Ce voyage est structuré en plusieurs parties qui explorent différents aspects de la voix en tant que corps, de la voix en tant que corps instrumental, de la voix en tant que chant, et de la voix qui, en incarnant la parole, la transforme, l’annule et la dépasse. Tout cela est transparent, car tous ces aspects sont des dimensions voisines propres à l’expérience musicale.
La pièce est articulée – sans qu’il ne s’agisse nullement de mouvements – en plusieurs moments qui sont ancrés à différents aspects de ces états liminaux symbolisés par les sirènes.

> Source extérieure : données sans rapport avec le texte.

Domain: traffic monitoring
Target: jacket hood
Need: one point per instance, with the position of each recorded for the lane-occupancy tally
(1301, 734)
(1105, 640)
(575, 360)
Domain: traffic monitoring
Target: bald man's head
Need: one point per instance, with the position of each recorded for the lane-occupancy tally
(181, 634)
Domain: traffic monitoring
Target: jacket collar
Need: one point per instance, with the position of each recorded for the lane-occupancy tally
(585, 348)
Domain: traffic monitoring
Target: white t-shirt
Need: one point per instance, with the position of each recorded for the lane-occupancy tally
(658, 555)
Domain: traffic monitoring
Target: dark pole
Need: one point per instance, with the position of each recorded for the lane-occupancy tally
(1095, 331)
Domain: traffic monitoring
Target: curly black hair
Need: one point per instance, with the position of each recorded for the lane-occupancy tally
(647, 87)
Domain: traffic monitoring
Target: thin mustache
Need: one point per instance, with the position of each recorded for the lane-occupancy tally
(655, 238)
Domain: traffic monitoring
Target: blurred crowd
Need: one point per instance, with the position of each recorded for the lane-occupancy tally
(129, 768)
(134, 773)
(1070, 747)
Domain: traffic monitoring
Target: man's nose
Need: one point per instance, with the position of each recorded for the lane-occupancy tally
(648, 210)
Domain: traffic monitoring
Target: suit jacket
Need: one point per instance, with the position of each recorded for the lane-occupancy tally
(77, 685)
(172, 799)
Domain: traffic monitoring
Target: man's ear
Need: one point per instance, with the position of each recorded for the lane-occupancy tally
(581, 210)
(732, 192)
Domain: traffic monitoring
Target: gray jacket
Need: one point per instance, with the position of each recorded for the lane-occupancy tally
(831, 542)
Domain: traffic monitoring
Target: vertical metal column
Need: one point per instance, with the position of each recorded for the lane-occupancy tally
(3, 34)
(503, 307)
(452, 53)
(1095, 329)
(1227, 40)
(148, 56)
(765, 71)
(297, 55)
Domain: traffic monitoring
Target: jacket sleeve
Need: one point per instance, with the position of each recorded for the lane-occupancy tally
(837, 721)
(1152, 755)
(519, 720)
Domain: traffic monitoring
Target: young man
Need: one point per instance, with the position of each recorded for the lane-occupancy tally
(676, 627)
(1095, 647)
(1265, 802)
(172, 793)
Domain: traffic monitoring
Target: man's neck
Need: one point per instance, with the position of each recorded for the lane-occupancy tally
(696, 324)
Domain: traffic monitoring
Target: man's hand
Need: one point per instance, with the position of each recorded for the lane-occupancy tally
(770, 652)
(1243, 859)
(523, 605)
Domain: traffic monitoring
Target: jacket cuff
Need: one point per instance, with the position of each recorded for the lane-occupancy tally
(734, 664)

C’est une polyphonie aux structures polyrythmiques et micro tonales où l’écriture instrumentale s’épaissit jusqu’à la saturation de l’espace. On explore le concept de limite et d’illusion temporelle. Le mouvement est inévitable et pousse irrémédiablement vers l’inconnu. L’idée-même de migration et de passage est fortement inscrite dans le mythe des sirènes. On revient alors aux sirènes comme image de la limite du chant et du son même (les sirènes de Kafka devaient leur horreur au fait que leur silence seul aurait pu rompre les résistances d’Ulysse). Les sirènes se trouvent toujours à un endroit crucial qui marque un passage décisif. Passage entre les vivants et les morts, passage entre le monde connu et inconnu (entre autres).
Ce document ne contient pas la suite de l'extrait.